Newly empowered by the Supreme Court’s disastrous ruling in Citizens United v. Federal Election Commission, corporate executives are ready to spend unprecedented millions to influence upcoming elections.
If you or someone you know has a 401(k), a similar retirement account or other investments, the corporations funded by these investments could be part of the problem.
Don’t let families’ nest eggs become political weapons for the corporate agenda. If a majority of shareholders tell a corporation to stay out of politics, then the corporation should do exactly that.
Corporations aren’t people, but shareholders are. The Shareholder Protection Act (H.R. 4790) proposed by Rep. Michael Capuano (D-Mass.) would empower shareholders to vote on whether or not to allow executives to spend corporate money on political campaigns.
Craig Holman, Public Citizen’s government affairs lobbyist, explains:
This legislation would require CEOs to secure shareholder approval of corporate political budgets annually and board of directors approval of individual political expenditures. It also would require that both shareholders and the public be fully informed as to how much the corporation is spending on politics. These disclosures must also be published on the Internet. […]

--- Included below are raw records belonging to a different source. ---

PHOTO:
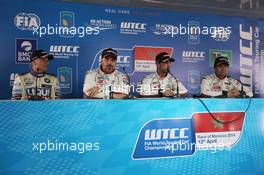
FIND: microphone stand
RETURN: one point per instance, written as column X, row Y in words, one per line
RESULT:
column 130, row 96
column 177, row 88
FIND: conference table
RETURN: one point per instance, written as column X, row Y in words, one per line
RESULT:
column 139, row 136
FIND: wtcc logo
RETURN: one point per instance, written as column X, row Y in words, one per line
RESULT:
column 132, row 28
column 24, row 49
column 60, row 51
column 12, row 78
column 193, row 54
column 172, row 137
column 221, row 36
column 27, row 21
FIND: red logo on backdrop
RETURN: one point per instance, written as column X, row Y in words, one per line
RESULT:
column 203, row 122
column 145, row 57
column 222, row 130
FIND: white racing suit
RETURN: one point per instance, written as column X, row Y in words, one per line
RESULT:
column 153, row 85
column 27, row 84
column 115, row 82
column 214, row 87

Corporate treasuries should not be playgrounds for CEOs. Responsible corporate governance requires informed shareholders, capable of holding management accountable and ensuring that spending decisions are made in the best interests of the business.
Any household with a 401(k) invested in stocks or mutual funds — nearly one out of every two today — has a stake in how the corporate money in those funds is spent.
The 2010 elections are right around the corner, and CEOs are eager to use investors’ money to promote the corporate agenda. Now is the time to stand up to corporate power!